La conversation est ensuite tombée sur la nouvelle noblesse. « Je n’ai plus besoin de défendre ma création ; cette noblesse est celle du peuple ; j’ai pris indifféremment le fils d’un fermier, d’un artisan, et j’en ai fait un duc, un prince, selon ses talents. Ma pensée fut un système d’égalité générale. Je voulais que chacun fût admissible dans les grands emplois, quelle que fût l’obscurité de sa famille. Mon gouvernement se fût soutenu et élevé encore par les gens de mérite. »

Courses de chevaux à Deadwood. — Les commissaires étrangers y ont tous assisté, mais les Français de Longwood n’y étaient point, excepté les enfants et quelques domestiques.
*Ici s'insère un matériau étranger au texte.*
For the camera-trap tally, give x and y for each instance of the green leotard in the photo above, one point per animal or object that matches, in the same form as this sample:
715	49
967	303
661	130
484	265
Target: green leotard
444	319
J’avais emprunté deux chevaux au général Gourgaud, pour Miss Éliza Balcombe et moi ; instruit de cette circonstance, le gouverneur se livra contre moi à une sortie violente. J’avais commis un grave délit à ses yeux ; j’avais osé prêter un cheval à une jeune dame anglaise ! il fallait d’abord en solliciter la permission de sir Lowe.

Napoléon m’a parlé de plusieurs femmes qu’il a connues. « Je crois, m’a-t-il dit, que la plus belle personne que j’ai vue en ma vie était mademoiselle G**s, née en Irlande, ou appartenant à une famille de ce pays. C’était du temps de Joséphine. Un jour que j’étais à la chasse dans la forêt de Saint-Germain, les personnes qui m’accompagnaient la laissèrent venir à moi, son placet à la main. Elle se jeta à mes pieds ; sa figure, que je pus remarquer à travers le voile, était ravissante. Je fus ébloui et pressentis quelque intrigue ; mais je n’en marquai aucun mécontentement. J’ai revu plusieurs fois cette jeune dame : mais ayant remarqué rapidement que sa présence aurait pour effet de lier quelque intrigue dans mon intérieur, je ne la reçus pas plus longtemps.

« La veille du jour où je quittai Paris pour me rendre à Waterloo, dans la soirée, une belle Anglaise vint aux Tuileries et demanda à me voir. Elle parla à Marchand, qui lui dit que cela était impossible, que je quittais Paris le lendemain. Cette réponse parut l’affliger ; elle eut beaucoup de peine à se retirer.